How many times have you heard someone say, “Just do it!” (besides Nike), or “Who cares if you’re scared!” Most of the time this kind of advice is well intentioned, and sometimes it works like a charm. Moving forward when we’re scared can make miracles happen. Then there are those other times, when you try to push yourself or let yourself be pushed by someone else, and it’s disastrous. One step forward leads to ten steps back. The difference between these two very different outcomes of pushing yourself, boils down to a secret ingredient. Here’s a story about a horse named Bullwinkle to show you what I mean.

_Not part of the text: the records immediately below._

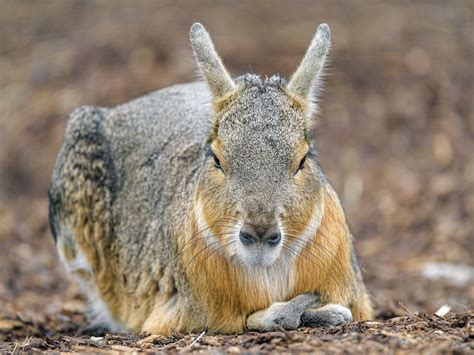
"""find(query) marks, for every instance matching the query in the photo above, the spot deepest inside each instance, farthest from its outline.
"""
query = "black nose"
(248, 238)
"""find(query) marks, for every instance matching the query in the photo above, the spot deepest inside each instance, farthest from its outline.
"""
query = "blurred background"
(396, 129)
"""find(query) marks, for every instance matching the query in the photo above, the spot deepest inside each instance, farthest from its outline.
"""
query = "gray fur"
(210, 65)
(138, 168)
(306, 80)
(283, 315)
(326, 316)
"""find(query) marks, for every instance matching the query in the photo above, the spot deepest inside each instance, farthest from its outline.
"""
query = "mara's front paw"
(282, 315)
(328, 315)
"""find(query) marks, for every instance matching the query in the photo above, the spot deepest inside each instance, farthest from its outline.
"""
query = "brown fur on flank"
(200, 205)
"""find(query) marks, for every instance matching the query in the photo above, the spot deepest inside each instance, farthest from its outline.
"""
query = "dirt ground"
(396, 137)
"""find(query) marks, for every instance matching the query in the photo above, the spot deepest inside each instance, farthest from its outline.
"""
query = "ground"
(395, 135)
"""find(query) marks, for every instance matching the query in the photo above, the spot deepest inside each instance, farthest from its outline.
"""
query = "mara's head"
(259, 195)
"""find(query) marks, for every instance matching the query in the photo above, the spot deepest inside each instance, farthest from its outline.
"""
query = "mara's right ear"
(210, 65)
(306, 80)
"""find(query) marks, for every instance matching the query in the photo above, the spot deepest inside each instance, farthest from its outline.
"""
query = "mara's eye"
(302, 162)
(217, 163)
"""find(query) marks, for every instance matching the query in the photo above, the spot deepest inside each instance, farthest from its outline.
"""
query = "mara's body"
(183, 211)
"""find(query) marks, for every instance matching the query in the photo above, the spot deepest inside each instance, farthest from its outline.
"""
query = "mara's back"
(122, 177)
(204, 206)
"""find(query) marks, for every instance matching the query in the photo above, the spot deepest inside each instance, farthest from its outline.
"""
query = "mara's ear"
(210, 65)
(305, 82)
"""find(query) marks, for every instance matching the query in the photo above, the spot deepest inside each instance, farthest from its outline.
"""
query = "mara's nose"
(249, 236)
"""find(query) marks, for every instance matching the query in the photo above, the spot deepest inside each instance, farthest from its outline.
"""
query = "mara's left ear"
(210, 65)
(306, 81)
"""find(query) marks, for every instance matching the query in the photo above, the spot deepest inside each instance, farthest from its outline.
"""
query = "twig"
(402, 306)
(196, 340)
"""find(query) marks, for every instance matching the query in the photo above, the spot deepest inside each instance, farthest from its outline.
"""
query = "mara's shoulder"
(180, 96)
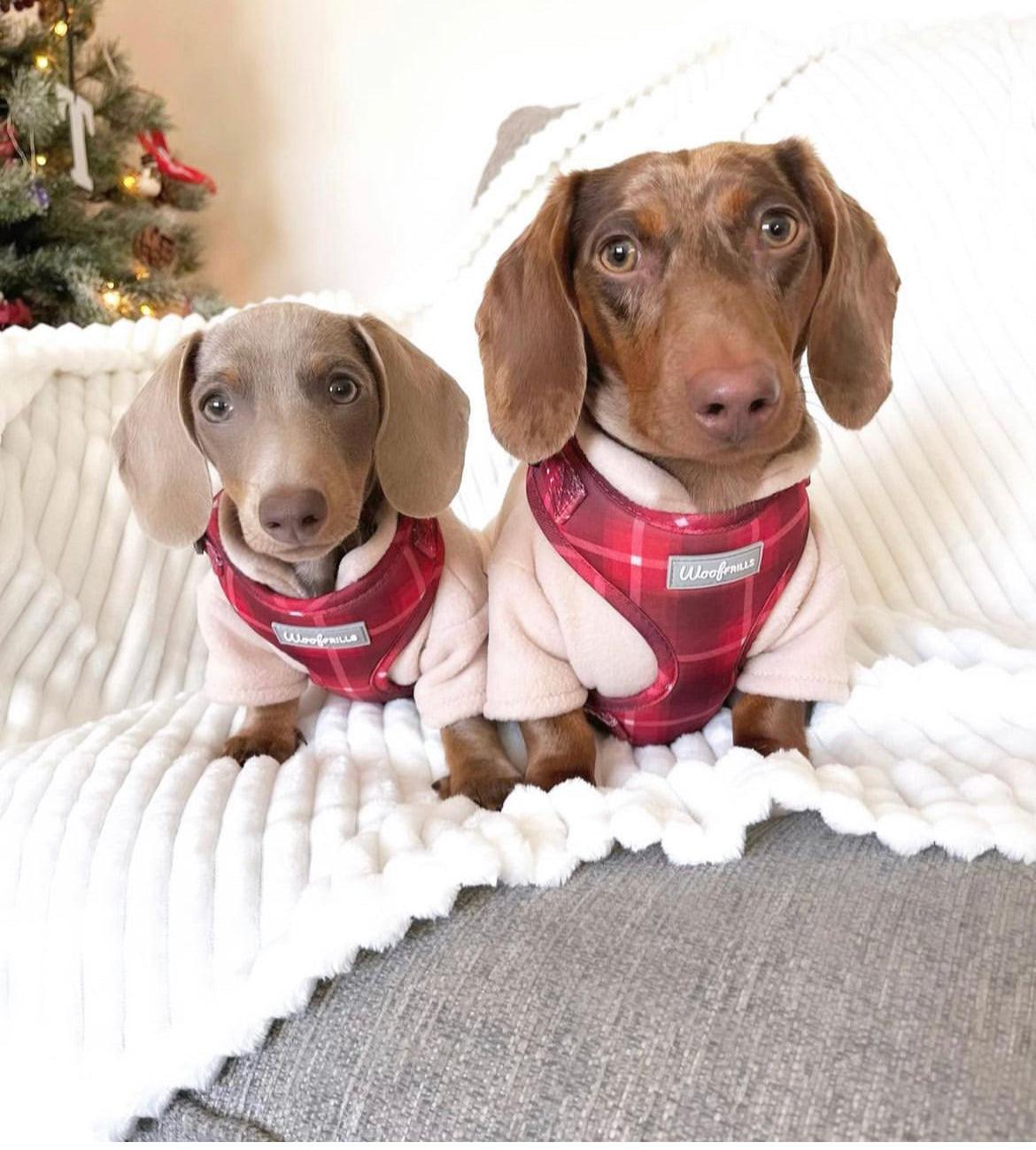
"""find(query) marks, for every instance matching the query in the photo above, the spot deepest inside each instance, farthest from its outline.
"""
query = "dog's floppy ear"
(530, 336)
(158, 461)
(850, 338)
(419, 454)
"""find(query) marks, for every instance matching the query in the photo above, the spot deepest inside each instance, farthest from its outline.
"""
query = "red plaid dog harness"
(347, 639)
(697, 588)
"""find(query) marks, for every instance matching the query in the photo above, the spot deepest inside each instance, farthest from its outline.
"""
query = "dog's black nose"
(732, 404)
(292, 516)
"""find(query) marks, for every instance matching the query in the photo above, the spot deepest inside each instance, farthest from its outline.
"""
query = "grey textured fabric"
(819, 988)
(520, 126)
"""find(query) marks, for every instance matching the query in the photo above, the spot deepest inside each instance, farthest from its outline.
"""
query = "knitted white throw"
(158, 907)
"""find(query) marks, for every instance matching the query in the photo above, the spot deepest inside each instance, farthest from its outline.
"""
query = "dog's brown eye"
(619, 254)
(216, 408)
(778, 228)
(343, 390)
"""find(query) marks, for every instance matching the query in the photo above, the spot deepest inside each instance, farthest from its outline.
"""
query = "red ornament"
(8, 143)
(154, 144)
(14, 313)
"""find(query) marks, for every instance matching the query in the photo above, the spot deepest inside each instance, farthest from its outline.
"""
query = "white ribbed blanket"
(158, 907)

When I was in seventh grade, I rode horses with my best friend almost every day. The owner of the stables where we rode was a military man—sometimes he was laid back and sometimes he was pretty intense. My best friend’s horse was named Bullwinkle. He was pretty old, incredibly sweet, and could also be very stubborn. He’d survived all kinds of abuse before Kelly rescued him. She loved him more than anything. One day she was trying to get Bullwinkle to side pass, or walk sideways up to a gate. Kelly was frustrated because for whatever reason, he didn’t want to walk sideways. When the trainer saw this, he took matters into his own hands. He tried pushing Bullwinkle and yelling at him. And when that didn’t work he got a 2x4 and whacked poor Bullwinkle repeatedly on the side to force him to move.
Tears streamed down Kelly’s face as he hit her horse. It wasn’t the kind of place where it was safe to break ranks, especially as a seventh grader, or I’m sure she would have raised hell. It was tragic and infuriating to watch, but what I remember most about that day was how Bullwinkle stood his ground. He dug his feet into the ground, snorting, and eyes wild with rage. And he didn’t. Fucking. Move.

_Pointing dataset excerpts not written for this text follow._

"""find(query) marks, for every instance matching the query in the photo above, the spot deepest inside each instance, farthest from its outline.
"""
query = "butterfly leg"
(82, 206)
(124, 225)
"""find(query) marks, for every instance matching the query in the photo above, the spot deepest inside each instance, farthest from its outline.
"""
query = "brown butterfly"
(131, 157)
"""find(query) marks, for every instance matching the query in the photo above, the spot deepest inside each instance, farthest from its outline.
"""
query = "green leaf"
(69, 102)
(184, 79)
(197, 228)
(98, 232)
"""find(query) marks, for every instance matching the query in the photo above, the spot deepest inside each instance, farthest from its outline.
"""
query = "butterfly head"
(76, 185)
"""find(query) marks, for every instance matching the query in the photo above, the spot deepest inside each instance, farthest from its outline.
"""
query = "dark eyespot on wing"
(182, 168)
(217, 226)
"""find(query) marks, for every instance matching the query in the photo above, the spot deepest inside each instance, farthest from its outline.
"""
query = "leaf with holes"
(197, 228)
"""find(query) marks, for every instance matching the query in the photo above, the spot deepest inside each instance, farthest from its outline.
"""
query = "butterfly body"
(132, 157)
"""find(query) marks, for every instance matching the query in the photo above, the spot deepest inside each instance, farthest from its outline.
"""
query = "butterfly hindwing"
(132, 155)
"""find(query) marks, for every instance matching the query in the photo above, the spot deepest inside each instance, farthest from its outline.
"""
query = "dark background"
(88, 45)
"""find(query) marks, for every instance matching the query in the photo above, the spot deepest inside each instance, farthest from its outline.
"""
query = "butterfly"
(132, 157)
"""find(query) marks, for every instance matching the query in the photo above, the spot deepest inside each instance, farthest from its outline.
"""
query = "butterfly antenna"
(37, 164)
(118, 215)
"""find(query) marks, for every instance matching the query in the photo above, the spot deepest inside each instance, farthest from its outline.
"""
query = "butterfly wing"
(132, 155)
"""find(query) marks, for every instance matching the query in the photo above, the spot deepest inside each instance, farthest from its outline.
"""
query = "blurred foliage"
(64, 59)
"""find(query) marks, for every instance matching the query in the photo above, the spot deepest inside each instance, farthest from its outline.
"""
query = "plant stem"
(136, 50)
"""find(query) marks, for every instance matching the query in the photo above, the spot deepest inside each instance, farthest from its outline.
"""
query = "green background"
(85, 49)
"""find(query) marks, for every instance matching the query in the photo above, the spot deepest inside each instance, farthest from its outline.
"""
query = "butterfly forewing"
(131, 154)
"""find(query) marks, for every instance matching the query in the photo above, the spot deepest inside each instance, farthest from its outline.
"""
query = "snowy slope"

After awhile, the trainer gave up and walked away. Not long after, I saw Kelly get Bullwinkle to side pass all on her own. She was being even more tender with him than ever, and as you can probably guess, that was the magic ingredient—love. The trainer’s actions were horrifying to say the least. Yet, as awful as they were, the beating he gave Bullwinkle is something too many of us do to ourselves internally, all the time.

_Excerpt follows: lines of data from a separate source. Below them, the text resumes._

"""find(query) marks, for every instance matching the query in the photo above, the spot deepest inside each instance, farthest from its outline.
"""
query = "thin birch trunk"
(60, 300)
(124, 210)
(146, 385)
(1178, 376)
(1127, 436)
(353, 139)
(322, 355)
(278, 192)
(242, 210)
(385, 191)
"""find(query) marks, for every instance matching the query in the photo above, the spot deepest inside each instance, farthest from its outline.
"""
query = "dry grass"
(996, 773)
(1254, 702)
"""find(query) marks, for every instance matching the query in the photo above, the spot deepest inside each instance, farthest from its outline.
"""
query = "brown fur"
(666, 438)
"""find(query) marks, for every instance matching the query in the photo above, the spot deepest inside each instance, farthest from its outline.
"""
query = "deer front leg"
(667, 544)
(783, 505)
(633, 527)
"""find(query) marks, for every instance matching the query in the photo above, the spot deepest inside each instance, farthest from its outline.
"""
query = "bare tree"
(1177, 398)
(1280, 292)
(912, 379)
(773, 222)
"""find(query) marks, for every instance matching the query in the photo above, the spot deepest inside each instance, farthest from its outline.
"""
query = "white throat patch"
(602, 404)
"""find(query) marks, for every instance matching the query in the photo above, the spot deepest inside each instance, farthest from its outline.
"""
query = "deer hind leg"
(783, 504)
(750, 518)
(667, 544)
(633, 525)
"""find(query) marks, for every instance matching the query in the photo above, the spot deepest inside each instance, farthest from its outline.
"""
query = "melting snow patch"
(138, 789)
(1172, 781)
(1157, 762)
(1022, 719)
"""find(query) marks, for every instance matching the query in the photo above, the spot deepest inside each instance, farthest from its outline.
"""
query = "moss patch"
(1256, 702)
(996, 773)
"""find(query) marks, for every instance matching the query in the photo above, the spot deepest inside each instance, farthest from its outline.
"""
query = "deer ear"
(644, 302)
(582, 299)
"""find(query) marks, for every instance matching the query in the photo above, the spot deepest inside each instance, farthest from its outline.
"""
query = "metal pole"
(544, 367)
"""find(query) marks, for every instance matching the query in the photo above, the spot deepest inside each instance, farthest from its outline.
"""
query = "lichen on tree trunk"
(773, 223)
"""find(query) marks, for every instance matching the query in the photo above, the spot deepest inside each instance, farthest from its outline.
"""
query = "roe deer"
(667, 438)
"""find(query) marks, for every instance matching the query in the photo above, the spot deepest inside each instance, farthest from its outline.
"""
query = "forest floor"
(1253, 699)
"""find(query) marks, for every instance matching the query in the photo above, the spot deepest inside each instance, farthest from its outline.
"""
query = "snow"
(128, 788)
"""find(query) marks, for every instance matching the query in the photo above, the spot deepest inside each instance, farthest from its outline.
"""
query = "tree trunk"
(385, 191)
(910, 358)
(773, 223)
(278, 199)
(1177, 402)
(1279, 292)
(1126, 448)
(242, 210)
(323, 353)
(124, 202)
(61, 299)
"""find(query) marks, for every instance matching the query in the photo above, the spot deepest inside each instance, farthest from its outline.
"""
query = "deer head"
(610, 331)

There’s a reason it doesn’t work. There are parts of us—often very tender, young, and scared parts—that have valid reasons for why they’re afraid. When we bully them, they do what Bullwinkle did; they dig their heels in and refuse to move an inch. It’s so much more productive to open up a dialogue with those scared parts and work with them instead of against. Next time you find yourself getting mad because you’re afraid, ask yourself: What am I afraid of? Listen deeply and compassionately, and instead of trying to force yourself to get over it, remember what worked for Bullwinkle, and try saying something like this to yourself instead:
I hear you. You have every reason to be afraid. It IS scary. But everything’s going to be OK. If we don’t get it right the first time, the second, or even the 100th, it’s OK. I’ll be there for you and love you no matter what. And by working together, we’re going to get to our goal. It’s only a matter of time.